Indonesia has around 187 million registered voters scattered across 13,500 islands, 3,200 miles of sea and land, and three time zones. On July 9th, for just the third time in the country’s history, those widely dispersed voters directly chose their president.
As you might imagine, voter fraud is a major concern in the world’s largest single-day election, in a country where the average annual income is less than $1,500. So how to keep an eye on the 480,000+ polling stations? Use the wisdom of the crowd!

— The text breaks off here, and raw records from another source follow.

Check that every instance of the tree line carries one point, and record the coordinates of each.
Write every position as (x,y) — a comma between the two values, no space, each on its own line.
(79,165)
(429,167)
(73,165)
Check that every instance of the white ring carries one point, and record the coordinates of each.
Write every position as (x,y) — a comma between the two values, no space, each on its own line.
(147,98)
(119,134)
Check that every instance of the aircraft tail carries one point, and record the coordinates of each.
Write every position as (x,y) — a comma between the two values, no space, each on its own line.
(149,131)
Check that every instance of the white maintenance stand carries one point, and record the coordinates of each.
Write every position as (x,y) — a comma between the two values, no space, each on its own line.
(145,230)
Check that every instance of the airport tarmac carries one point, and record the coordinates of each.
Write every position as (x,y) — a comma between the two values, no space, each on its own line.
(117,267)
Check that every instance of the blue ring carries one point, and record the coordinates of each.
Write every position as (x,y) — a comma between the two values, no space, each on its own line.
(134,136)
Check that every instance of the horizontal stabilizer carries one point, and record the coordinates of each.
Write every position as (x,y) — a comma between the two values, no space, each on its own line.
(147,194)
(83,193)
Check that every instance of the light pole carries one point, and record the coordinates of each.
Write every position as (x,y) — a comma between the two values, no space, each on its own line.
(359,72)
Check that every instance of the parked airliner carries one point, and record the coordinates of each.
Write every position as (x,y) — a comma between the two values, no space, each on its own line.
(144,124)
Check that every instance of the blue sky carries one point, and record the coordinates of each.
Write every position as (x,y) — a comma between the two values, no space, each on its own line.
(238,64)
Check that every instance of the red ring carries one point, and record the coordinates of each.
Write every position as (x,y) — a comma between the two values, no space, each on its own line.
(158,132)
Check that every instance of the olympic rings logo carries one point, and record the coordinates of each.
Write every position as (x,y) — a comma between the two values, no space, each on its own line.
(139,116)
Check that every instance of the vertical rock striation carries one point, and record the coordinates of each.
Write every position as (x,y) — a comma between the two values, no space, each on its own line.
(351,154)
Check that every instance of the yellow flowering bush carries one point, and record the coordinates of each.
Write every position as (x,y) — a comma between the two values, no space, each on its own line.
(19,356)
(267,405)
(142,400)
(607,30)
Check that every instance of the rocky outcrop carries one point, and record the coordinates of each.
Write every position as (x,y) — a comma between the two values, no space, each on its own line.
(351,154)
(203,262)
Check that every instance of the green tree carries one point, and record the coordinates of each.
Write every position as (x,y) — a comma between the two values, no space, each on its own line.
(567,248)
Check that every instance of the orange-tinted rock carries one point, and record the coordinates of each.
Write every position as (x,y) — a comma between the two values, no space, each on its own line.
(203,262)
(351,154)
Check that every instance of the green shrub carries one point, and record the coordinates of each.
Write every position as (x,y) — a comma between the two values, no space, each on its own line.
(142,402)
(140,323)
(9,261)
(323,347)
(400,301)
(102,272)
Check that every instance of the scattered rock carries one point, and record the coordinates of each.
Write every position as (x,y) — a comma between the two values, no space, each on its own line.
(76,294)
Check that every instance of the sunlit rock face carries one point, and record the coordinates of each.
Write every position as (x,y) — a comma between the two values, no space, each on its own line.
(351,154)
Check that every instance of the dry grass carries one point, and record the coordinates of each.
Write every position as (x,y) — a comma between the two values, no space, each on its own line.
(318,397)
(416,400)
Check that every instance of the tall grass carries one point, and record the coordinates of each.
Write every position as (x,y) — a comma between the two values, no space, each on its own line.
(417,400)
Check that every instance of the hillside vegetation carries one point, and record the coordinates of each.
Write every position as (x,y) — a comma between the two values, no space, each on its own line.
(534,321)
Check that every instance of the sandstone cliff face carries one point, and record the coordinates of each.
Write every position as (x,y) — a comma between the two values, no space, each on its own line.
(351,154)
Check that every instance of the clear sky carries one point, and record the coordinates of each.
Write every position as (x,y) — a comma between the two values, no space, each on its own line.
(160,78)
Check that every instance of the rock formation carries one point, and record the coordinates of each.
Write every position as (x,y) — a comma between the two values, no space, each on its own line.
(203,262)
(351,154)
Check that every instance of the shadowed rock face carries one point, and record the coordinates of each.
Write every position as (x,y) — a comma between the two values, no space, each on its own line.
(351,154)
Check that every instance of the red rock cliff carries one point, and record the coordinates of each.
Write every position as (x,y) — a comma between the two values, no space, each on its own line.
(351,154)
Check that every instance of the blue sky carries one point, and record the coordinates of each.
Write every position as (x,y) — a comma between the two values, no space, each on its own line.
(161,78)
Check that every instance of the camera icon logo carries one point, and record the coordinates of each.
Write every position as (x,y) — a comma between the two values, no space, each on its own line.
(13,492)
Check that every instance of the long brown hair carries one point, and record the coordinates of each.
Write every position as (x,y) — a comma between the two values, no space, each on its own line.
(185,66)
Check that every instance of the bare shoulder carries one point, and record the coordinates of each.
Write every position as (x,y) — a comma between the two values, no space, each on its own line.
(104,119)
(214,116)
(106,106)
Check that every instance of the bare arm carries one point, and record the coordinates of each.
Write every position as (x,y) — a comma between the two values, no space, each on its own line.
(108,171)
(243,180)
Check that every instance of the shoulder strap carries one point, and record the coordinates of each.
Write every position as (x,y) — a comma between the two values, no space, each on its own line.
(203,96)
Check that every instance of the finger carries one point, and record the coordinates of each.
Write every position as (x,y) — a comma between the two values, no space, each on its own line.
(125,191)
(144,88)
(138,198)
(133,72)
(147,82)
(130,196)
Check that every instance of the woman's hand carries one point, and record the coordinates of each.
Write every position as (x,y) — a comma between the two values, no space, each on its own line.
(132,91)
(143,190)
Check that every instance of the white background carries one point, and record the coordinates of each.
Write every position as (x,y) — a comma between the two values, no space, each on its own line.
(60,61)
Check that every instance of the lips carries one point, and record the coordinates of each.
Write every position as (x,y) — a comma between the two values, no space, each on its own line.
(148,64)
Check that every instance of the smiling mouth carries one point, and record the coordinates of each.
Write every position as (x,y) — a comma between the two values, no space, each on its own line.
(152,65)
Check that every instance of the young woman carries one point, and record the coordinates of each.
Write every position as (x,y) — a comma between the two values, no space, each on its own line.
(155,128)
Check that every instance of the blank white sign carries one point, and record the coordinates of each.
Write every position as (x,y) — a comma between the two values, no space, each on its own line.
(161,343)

Here are three examples of how Indonesians are participating in the election long after they cast their votes by crowdsourcing vote fraud prevention:
- C1 Yanganeh is a Tumblr to track suspect official Election Commission C1 documents from each polling station. Election offices at polling stations use the C1 form to record results, which are then sent to election officials at the village level, where they are totted up and written on another form.
- Kawal Suara takes C1 review the next step by letting Indonesian users manually input counting results by reading random C1 documents one by one, and limits each IP address to only inputing one document from each voting booth. Kawal Suara was developed entirely by Reza Lesmana, who already has 1,200 users who “crowdcounted” over 31,000 documents.

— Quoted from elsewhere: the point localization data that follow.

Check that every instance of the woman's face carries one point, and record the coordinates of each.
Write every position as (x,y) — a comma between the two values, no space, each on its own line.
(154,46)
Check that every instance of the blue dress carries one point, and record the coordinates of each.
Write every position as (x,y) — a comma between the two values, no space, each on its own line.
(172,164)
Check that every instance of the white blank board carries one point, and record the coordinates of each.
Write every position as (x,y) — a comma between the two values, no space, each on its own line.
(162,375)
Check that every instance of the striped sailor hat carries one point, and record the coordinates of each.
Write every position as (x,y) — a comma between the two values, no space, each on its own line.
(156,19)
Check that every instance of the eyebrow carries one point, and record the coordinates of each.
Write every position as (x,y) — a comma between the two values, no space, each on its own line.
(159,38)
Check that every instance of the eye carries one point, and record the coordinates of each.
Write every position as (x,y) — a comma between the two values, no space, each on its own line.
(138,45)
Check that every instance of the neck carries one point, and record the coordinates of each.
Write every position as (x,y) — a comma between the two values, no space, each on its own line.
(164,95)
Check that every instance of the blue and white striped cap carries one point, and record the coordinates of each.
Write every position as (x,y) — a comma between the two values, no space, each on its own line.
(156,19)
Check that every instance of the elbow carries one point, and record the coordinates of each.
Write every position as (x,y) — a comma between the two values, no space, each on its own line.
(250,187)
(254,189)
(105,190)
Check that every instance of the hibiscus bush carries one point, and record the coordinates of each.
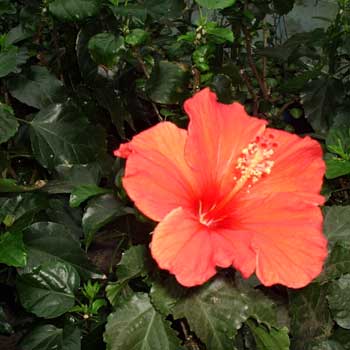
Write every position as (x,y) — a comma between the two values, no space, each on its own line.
(173,175)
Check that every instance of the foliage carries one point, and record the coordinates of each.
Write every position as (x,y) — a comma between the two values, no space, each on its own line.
(80,77)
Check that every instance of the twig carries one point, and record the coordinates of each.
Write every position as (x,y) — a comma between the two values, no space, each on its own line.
(251,91)
(144,69)
(252,65)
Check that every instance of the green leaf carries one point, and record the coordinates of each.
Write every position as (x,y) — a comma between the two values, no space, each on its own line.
(320,98)
(8,123)
(76,10)
(49,290)
(336,166)
(83,192)
(45,337)
(106,49)
(49,337)
(339,301)
(214,312)
(168,82)
(99,212)
(37,87)
(136,325)
(337,223)
(310,315)
(58,136)
(48,241)
(282,7)
(18,212)
(338,262)
(135,262)
(219,35)
(164,10)
(12,249)
(338,141)
(10,185)
(215,4)
(268,339)
(165,295)
(137,37)
(5,326)
(10,60)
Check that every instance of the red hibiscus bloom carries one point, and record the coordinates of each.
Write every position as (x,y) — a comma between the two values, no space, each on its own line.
(229,192)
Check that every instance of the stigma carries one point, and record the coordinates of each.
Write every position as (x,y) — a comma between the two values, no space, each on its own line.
(254,162)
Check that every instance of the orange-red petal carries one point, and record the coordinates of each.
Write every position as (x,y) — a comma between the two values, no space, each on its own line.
(287,238)
(181,245)
(217,134)
(157,178)
(298,168)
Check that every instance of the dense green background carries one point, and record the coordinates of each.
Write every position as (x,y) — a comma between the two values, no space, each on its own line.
(79,77)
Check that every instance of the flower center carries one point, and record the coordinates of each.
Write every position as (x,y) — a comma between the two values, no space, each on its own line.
(253,163)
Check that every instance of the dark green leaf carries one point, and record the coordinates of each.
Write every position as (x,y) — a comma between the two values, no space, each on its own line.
(5,327)
(137,37)
(74,10)
(99,212)
(83,192)
(58,136)
(136,325)
(8,123)
(37,87)
(339,301)
(338,262)
(337,223)
(12,249)
(47,337)
(319,99)
(10,185)
(164,9)
(268,339)
(48,241)
(168,82)
(215,4)
(338,141)
(336,166)
(18,212)
(310,315)
(282,7)
(214,312)
(106,49)
(49,290)
(10,59)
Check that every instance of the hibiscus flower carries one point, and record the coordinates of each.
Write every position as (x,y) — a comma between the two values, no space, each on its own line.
(229,191)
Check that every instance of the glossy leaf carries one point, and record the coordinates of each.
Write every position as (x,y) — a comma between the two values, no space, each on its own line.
(74,10)
(267,339)
(83,192)
(50,241)
(214,312)
(10,60)
(136,325)
(319,99)
(339,301)
(37,87)
(8,123)
(310,315)
(48,291)
(58,136)
(337,223)
(168,82)
(99,212)
(106,49)
(12,249)
(215,4)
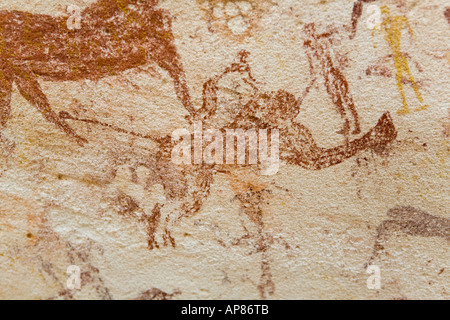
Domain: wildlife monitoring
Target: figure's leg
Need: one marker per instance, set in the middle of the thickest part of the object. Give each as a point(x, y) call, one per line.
point(175, 69)
point(31, 90)
point(299, 148)
point(384, 231)
point(399, 76)
point(414, 84)
point(6, 81)
point(199, 193)
point(252, 201)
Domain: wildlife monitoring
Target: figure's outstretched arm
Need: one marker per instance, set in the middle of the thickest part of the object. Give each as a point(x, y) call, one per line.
point(299, 148)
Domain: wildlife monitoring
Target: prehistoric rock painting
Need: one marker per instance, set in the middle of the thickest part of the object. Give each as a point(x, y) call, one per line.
point(322, 59)
point(409, 221)
point(310, 194)
point(391, 28)
point(115, 35)
point(235, 17)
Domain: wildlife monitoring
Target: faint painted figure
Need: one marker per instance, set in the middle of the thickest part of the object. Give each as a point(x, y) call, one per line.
point(322, 60)
point(391, 27)
point(410, 221)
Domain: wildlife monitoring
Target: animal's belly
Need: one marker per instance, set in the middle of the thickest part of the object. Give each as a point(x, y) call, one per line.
point(76, 59)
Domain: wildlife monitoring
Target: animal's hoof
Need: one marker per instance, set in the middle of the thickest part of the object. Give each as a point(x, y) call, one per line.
point(403, 111)
point(165, 239)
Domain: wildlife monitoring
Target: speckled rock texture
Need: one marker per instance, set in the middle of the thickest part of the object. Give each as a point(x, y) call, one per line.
point(119, 178)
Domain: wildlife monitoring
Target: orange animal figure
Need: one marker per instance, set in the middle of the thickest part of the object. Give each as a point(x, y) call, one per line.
point(114, 35)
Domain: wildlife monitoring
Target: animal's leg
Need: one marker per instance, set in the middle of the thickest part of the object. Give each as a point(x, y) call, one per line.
point(5, 106)
point(31, 90)
point(348, 100)
point(153, 222)
point(252, 200)
point(200, 192)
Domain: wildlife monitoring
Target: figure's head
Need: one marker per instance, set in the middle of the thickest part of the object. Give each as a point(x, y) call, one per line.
point(385, 11)
point(282, 106)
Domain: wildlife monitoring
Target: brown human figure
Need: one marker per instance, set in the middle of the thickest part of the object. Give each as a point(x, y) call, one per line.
point(322, 60)
point(277, 110)
point(410, 221)
point(114, 35)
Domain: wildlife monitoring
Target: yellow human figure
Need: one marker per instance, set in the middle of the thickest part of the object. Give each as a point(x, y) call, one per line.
point(392, 26)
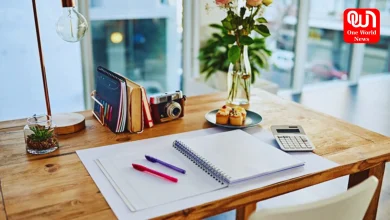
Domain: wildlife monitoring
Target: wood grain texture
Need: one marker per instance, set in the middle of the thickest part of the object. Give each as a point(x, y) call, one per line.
point(3, 215)
point(244, 212)
point(57, 185)
point(68, 123)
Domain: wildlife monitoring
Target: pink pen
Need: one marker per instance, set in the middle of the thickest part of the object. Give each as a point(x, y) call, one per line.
point(145, 169)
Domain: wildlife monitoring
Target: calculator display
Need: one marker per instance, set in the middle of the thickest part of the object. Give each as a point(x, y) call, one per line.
point(287, 130)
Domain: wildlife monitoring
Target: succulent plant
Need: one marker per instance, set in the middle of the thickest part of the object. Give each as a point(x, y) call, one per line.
point(40, 133)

- MataMassa is a Ushahidi-based website that allows the public to submit allegations of electoral fraud via SMS, web, or mobile device. It doesn’t focus on C1 documents, but the overall voting process and has found over 300 instances of verified vote fraud. MataMassa was developed by iLab and the Jakarta branch of the Alliance of Independent Journalists.
These three applications are no substitute for clean and fair elections, but they are 3 great first steps towards electronic transparency and digital accountability in Indonesian democracy.